At the end of the issue we find the unabbreviated error message. It’s about a file system that has less than 10% free space. The path “/home/ios/CM/DB” indicates a virtual I/O server. The relevant virtual I/O servers are located on the managed system with the serial number 06A084P:
$ ms show 06A084P
NAME SERIAL_NUM TYPE_MODEL HMCS
p710 06A084P 8231-E2B hmc01,hmc02
$
It is the managed system named, p710. The managed system includes the following virtual I/O servers:
$ vios -m p710 show
LPAR ID SERIAL LPAR_ENV MS HMCs
aixvio1 1 06A084P1 vioserver p710 hmc01,hmc02
$
A check of the error report on the Virtual I/O Server aixvio1 shows the following entry:
LABEL: VIO_ALERT_EVENT
IDENTIFIER: 0FD4CF1A
Date/Time: Wed Feb 13 22:02:31 CST 2019
Sequence Number: 98
Machine Id: 00F6A0844C00
Node Id: aixvio1
Class: O
Type: INFO
WPAR: Global
Resource Name: /home/ios/CM/DB
Description
Informational Message
Probable Causes
Asynchronous Event Occurred
Failure Causes
PROCESSOR
Recommended Actions
Check Detail Data
Detail Data
Alert Event Message
25b810
A File System alert event occurred on /home/ios/CM/DB. Free space is less than 10%, or there was an error querying the filesystem.
Diagnostic Analysis
Diagnostic Log sequence number: 19
Resource tested: sysplanar0
Menu Number: 25B810
Description:
File System alert event occurred on /home/ios/CM/DB. Free space is less than 10%, or there was an error querying the filesystem.

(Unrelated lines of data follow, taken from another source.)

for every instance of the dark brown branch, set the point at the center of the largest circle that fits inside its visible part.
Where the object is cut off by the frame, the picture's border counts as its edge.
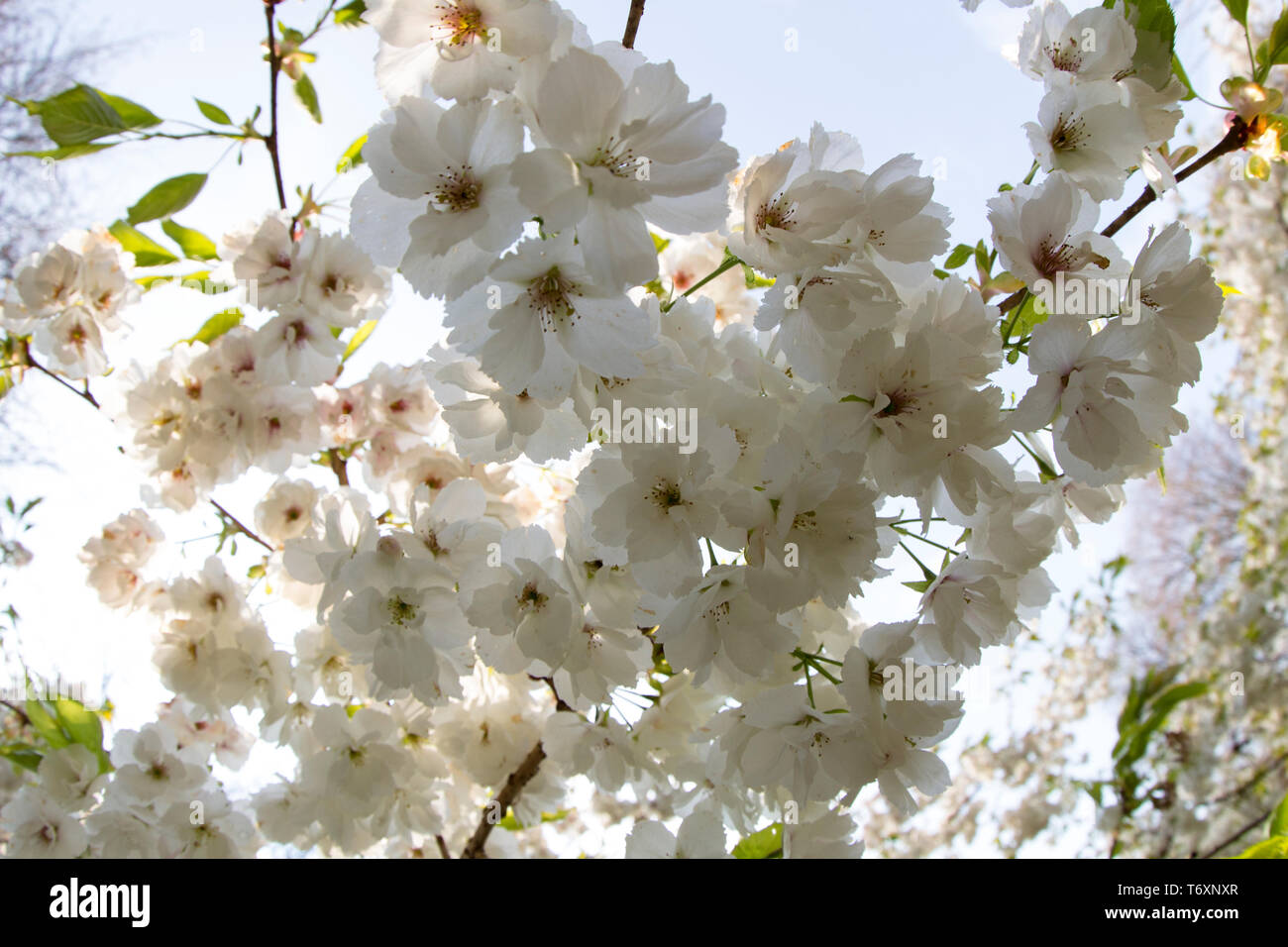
(274, 67)
(632, 24)
(1239, 834)
(20, 711)
(1257, 776)
(559, 701)
(1235, 138)
(237, 525)
(1239, 134)
(241, 527)
(33, 364)
(496, 808)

A quick check of the file system shows that the problem has already been resolved, and there is enough space:
$ df -g
Filesystem GB blocks Free %Used Iused %Iused Mounted on
...
/dev/hd1 0.25 0.16 35% 111 1% /home
...
$
So the problem does not exist anymore. Therefore, the service event on the HMC should also be closed, which we do now:
$ hmc chsvcevent -o close -p 7 hmc01
$
For review we list the open service events:
$ hmc lssvcevents
TIME PROBLEM PMH HMC REFCODE STATE STATUS CALLHOME FAILING_MTMS TEXT
02/16/2019 16:14:28 8 - hmc01 B3030001 approved Open false 8231-E2B/06A084P ACT04284I A Management Console connect failed
02/11/2019 16:12:43 37 - machmc B3030001 approved Open false 8231-E2B/06A084P ACT04284I A Management Console connect failed
02/11/2019 17:43:19 38 - machmc B3030001 approved Open false 8231-E2B/06A084P ACT04283I A connection to a FSP,BPA...
$
The event with the number 7 was closed successfully.
Service events are easy to manage with the LPAR tool!